Because the number of agencies reporting varies under the voluntary system established by the Hate Crimes Statistics Act of 1990, officials caution against drawing conclusions about trends in hate crime volumes between years. They say the figures provide a rough picture of the general nature of hate crimes.
In 1999, crimes against people accounted for 66.5 percent of the offenses, with intimidation the most frequent of all hate crimes at 35.1 percent of the total. Vandalism and destruction of property accounted for 28.5 percent of all reported offenses, simple assault for 19 percent and aggravated assault for 12 percent.
Of the 9,802 hate crime victims, 82.8 percent were people and the remainder were businesses, religious organizations or other targets. Of the total victims, 56.3 percent were targeted because of their race. Blacks were by far the most frequent victims of hate crimes, numbering 3,679 or 37.5 percent of all victims.
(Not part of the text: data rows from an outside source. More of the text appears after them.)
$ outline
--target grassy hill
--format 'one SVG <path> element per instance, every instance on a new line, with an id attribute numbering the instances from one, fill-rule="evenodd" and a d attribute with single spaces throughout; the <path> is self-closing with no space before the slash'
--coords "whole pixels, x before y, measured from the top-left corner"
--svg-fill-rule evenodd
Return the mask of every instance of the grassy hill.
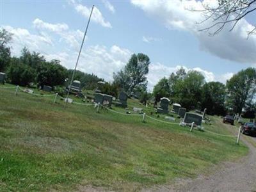
<path id="1" fill-rule="evenodd" d="M 65 109 L 59 99 L 54 104 L 54 97 L 14 92 L 1 85 L 1 191 L 70 191 L 86 185 L 136 190 L 195 177 L 248 152 L 234 138 L 190 132 L 149 118 L 143 123 L 141 116 L 104 109 L 97 113 L 93 106 L 68 104 Z M 135 100 L 128 105 L 143 107 Z M 211 118 L 213 126 L 205 129 L 230 134 L 220 118 Z"/>

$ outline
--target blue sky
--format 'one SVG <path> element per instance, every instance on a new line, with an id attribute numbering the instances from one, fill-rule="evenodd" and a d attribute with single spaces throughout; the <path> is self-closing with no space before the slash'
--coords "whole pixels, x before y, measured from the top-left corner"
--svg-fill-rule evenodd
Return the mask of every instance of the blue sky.
<path id="1" fill-rule="evenodd" d="M 196 24 L 200 15 L 186 9 L 200 8 L 201 3 L 1 0 L 1 26 L 13 34 L 13 55 L 19 56 L 26 46 L 72 68 L 88 12 L 95 4 L 78 68 L 111 81 L 113 72 L 122 68 L 131 54 L 143 52 L 151 61 L 149 90 L 180 66 L 200 71 L 207 81 L 223 83 L 239 70 L 255 66 L 256 36 L 247 40 L 246 36 L 255 19 L 248 17 L 232 32 L 227 26 L 219 35 L 209 36 L 198 30 L 209 24 Z"/>

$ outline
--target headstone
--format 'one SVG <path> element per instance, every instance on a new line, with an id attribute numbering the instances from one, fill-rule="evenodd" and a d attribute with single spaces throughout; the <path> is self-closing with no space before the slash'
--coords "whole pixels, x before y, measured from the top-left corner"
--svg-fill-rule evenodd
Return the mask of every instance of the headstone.
<path id="1" fill-rule="evenodd" d="M 172 108 L 173 109 L 173 111 L 175 113 L 179 113 L 179 110 L 180 109 L 180 108 L 181 106 L 179 103 L 173 103 L 172 105 Z"/>
<path id="2" fill-rule="evenodd" d="M 163 97 L 160 99 L 160 106 L 157 108 L 157 113 L 169 113 L 169 103 L 170 100 L 166 97 Z"/>
<path id="3" fill-rule="evenodd" d="M 47 85 L 44 85 L 43 86 L 43 91 L 47 92 L 51 92 L 52 88 L 51 86 L 47 86 Z"/>
<path id="4" fill-rule="evenodd" d="M 186 111 L 187 109 L 186 108 L 179 108 L 178 115 L 181 118 L 184 118 Z"/>
<path id="5" fill-rule="evenodd" d="M 112 104 L 113 96 L 109 95 L 104 94 L 103 95 L 103 103 L 104 106 L 108 106 L 110 108 Z"/>
<path id="6" fill-rule="evenodd" d="M 65 101 L 65 102 L 68 102 L 68 103 L 72 103 L 72 102 L 73 102 L 73 99 L 70 99 L 70 98 L 65 98 L 65 99 L 64 99 L 64 101 Z"/>
<path id="7" fill-rule="evenodd" d="M 103 104 L 104 95 L 102 93 L 95 93 L 94 95 L 94 102 Z"/>
<path id="8" fill-rule="evenodd" d="M 142 108 L 133 108 L 133 111 L 134 112 L 141 112 L 142 110 Z"/>
<path id="9" fill-rule="evenodd" d="M 201 126 L 202 120 L 202 115 L 193 113 L 186 113 L 183 122 L 185 124 L 192 124 L 194 122 L 196 125 Z"/>
<path id="10" fill-rule="evenodd" d="M 0 83 L 4 84 L 5 74 L 0 72 Z"/>
<path id="11" fill-rule="evenodd" d="M 118 100 L 116 103 L 117 106 L 127 108 L 127 94 L 124 92 L 119 93 Z"/>
<path id="12" fill-rule="evenodd" d="M 97 83 L 97 88 L 95 90 L 95 93 L 100 93 L 102 91 L 102 88 L 104 85 L 105 84 L 105 82 L 104 81 L 99 81 Z"/>
<path id="13" fill-rule="evenodd" d="M 67 90 L 69 88 L 69 86 L 67 88 Z M 79 81 L 73 81 L 70 86 L 70 92 L 73 93 L 77 93 L 81 92 L 81 82 Z"/>
<path id="14" fill-rule="evenodd" d="M 206 110 L 207 110 L 206 108 L 205 108 L 204 110 L 204 113 L 203 113 L 203 115 L 202 115 L 203 118 L 205 118 L 205 117 Z"/>
<path id="15" fill-rule="evenodd" d="M 174 122 L 175 120 L 175 118 L 174 117 L 168 116 L 164 116 L 164 119 L 168 120 L 170 122 Z"/>
<path id="16" fill-rule="evenodd" d="M 23 90 L 23 92 L 26 92 L 26 93 L 31 93 L 31 94 L 32 94 L 32 93 L 34 93 L 34 91 L 33 91 L 33 90 L 29 90 L 29 88 L 25 88 L 25 89 Z"/>

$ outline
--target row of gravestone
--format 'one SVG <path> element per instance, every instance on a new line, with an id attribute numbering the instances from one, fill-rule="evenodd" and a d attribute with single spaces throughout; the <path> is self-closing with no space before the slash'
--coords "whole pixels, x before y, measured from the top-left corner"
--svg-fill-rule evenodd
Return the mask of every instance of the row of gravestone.
<path id="1" fill-rule="evenodd" d="M 159 107 L 157 109 L 159 113 L 169 113 L 170 100 L 168 98 L 163 97 L 160 99 Z M 172 113 L 178 114 L 178 116 L 183 118 L 184 124 L 192 124 L 194 122 L 195 125 L 201 126 L 203 118 L 205 118 L 206 109 L 204 110 L 203 115 L 198 115 L 193 113 L 187 113 L 186 109 L 182 108 L 179 104 L 173 104 Z"/>
<path id="2" fill-rule="evenodd" d="M 127 107 L 127 94 L 124 92 L 119 93 L 118 99 L 115 102 L 115 105 L 123 108 Z M 94 95 L 94 102 L 99 103 L 102 105 L 110 108 L 112 104 L 113 96 L 102 94 L 99 93 L 95 93 Z"/>

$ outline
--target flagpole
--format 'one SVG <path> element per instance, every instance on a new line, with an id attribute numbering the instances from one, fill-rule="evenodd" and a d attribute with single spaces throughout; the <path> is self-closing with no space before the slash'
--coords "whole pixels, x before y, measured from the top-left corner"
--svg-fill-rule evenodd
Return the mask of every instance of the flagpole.
<path id="1" fill-rule="evenodd" d="M 75 76 L 75 72 L 76 72 L 76 68 L 77 68 L 77 67 L 78 61 L 79 61 L 79 60 L 81 52 L 82 51 L 82 48 L 83 48 L 83 45 L 84 42 L 85 36 L 86 36 L 87 30 L 88 30 L 88 27 L 89 27 L 90 20 L 91 20 L 91 17 L 92 17 L 92 12 L 93 12 L 93 8 L 94 8 L 94 5 L 93 5 L 93 6 L 92 6 L 92 8 L 91 13 L 90 14 L 89 19 L 88 19 L 88 22 L 87 22 L 86 28 L 85 31 L 84 31 L 84 37 L 83 37 L 83 38 L 82 44 L 81 45 L 80 51 L 79 51 L 79 54 L 78 54 L 77 60 L 76 60 L 76 63 L 75 68 L 74 69 L 73 74 L 72 74 L 72 78 L 71 78 L 71 81 L 70 81 L 70 85 L 69 85 L 68 93 L 67 93 L 67 97 L 66 97 L 66 104 L 65 104 L 65 109 L 66 109 L 66 108 L 67 108 L 67 104 L 68 103 L 68 96 L 69 96 L 69 93 L 70 93 L 70 92 L 71 84 L 72 84 L 73 81 L 74 81 L 74 76 Z"/>

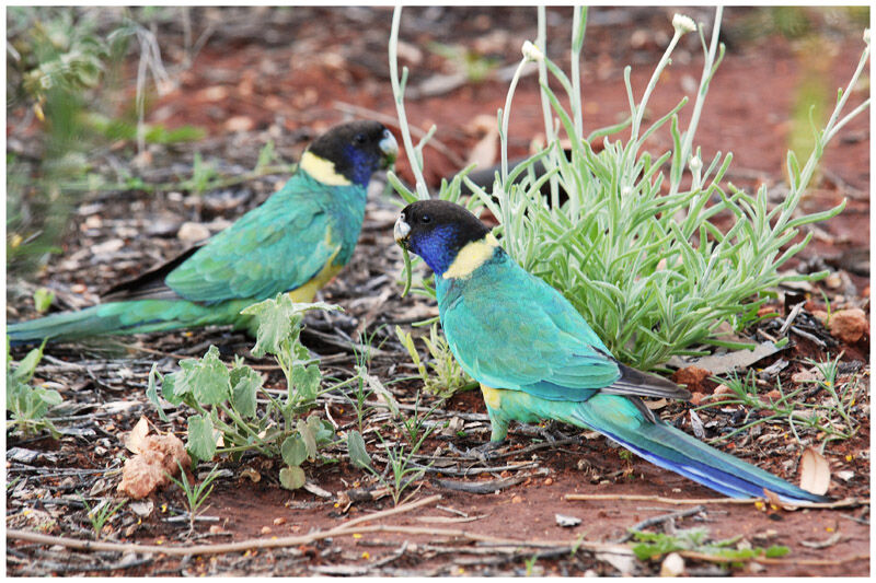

Of the 1,686 victims of religious prejudice, more than 65 percent involved crimes against property. The overwhelming majority of victims, 1,289, were Jewish targets.
In 1999, the largest segment of hate crime incidents occurred on residential property, 28.7 percent. Incidents in alleys, streets or highways accounted for 18.5 percent of total incidents, and another 10.2 percent occurred at schools or colleges. The rest were at varied locations.
Clinton administration efforts to expand federal criminal civil rights law to protect homosexuals, women and the disabled were blocked by Republicans in Congress. The legislation would have added acts of hatred motivated by sexual orientation, gender and disability to the list of hate crimes already covered - acts sparked by prejudice based on race, religion, color or national origin.
Opponents have said the measure would discriminate by creating special classes of victims like gays, would usurp states' rights and would have a chilling effect on free speech.
Attorney General John Ashcroft's spokeswoman Mindy Tucker has said he's willing to take a look at any proposals to expand the law. Ashcroft himself has said he would enforce any provision enacted by Congress. The Bush administration has not taken a position on expanding hate crime laws.